Вдруг вижу, Мазур садится, обхватывает голову, затыкает уши и шёпотом перебивает мой крик:

— Я такой же?

— Нет. Его я ненавижу.

— Что было дальше? Рассказывай! — страшным шёпотом прозвучало в тёмной комнате.

— Я сказал «нет». Я всегда буду говорить «нет». Он окружил меня собой, не отступал, а у меня экзамены, а у меня выпускной. Я скрывался от него у одноклассников, уезжал к бабушке и потерял из виду Олеся. Его понесло опять в клуб, он не мог остановиться. И однажды его приволокли менты, накаченного. Скрывать от родителей уже было невозможно. Конечно, они стали трясти меня. А я только бубнил, что не доглядел… А после очередного отказа Стоцкому в нашем подъезде появились фотки. Голого меня, в сперме, я пою песню, но впечатление, что улыбаюсь… И надпись: «Мальчик развлекается, пока его брат накачивается». У отца был инфаркт.

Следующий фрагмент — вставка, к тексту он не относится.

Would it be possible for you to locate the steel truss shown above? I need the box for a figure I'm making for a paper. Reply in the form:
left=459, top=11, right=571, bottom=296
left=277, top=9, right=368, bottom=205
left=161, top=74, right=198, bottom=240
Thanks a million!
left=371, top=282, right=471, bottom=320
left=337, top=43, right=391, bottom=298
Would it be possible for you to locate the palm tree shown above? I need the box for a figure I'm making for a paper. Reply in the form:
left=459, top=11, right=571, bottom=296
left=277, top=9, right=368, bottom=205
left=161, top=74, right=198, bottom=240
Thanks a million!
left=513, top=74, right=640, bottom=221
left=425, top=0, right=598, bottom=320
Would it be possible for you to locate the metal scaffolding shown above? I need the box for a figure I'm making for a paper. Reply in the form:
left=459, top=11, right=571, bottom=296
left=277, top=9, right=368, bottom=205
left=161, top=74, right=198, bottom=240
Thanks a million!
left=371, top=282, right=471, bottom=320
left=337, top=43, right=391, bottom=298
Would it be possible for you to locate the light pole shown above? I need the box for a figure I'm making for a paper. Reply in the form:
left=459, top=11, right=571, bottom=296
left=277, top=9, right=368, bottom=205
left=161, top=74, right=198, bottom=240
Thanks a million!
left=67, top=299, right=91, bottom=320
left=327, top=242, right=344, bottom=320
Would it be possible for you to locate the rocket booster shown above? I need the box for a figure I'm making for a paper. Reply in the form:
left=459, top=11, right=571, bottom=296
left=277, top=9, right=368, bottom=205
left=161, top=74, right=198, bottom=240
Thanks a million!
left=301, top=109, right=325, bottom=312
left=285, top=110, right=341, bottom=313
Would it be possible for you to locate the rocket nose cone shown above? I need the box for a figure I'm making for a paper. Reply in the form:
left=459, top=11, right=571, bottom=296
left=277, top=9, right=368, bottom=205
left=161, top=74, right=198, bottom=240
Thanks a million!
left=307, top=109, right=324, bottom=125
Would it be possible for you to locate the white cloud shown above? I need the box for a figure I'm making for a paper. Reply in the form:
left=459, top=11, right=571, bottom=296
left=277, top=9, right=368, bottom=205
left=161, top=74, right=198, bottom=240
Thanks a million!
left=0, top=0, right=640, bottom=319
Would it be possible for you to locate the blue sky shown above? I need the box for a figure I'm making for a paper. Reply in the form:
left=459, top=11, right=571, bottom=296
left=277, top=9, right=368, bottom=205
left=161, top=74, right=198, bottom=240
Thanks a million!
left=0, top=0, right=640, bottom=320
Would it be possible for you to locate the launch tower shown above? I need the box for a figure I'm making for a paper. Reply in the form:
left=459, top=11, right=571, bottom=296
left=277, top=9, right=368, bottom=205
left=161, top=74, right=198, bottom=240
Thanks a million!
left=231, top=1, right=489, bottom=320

Мать обвинила меня в проблемах брата, прокляла… Они кинулись его лечить, спасать. А я кинулся в Москву, спасать себя. Я надеялся, что начнётся новая жизнь. Но через полгода Стоцкий приехал за мной. И всё по-новой! Подкарауливал, похищал, связывал, спаивал. И дело было уже не в любви! Какая любовь? Это его блажь! Ему отказали? Ему? Как так? Он доказывал себе, мне, всем, что он завоюет, приручит. Назло ему я в первый раз спал с мужиком. Позвонил ему и сообщил. Он прилетел, избил меня. И я стал практиковать, тем более деньги были нужны очень. Деньги у Стоцкого я не брал. Казалось, со временем он остывал, был занят собой, своим бизнесом. Потом вспоминал, придумывал какую-нибудь очередную мерзость. И вот незадолго до твоего появления он решил обратиться к Мураду — специалисту по осуществлению мечт таких извращенцев, как Стоцкий. Метод старый: скрутить меня долгом, да так, что не выплатить в рассрочку, так чтобы сдался на милость победителю. А тут ты! Я представляю бешенство Русланчика. А когда ты приехал выплачивать долг Олеся, он понял, что проиграл. Проиграл человеку, который даже не подозревает этого.

— Я не играл на тебя.

— В том и парадокс. Не играл, а выиграл. Андрей, — я тоже сажусь, прижимаюсь к его спине. — Он опасен. Не стоит его недооценивать. Он псих. Может, мне стоит просто уйти от тебя… на время.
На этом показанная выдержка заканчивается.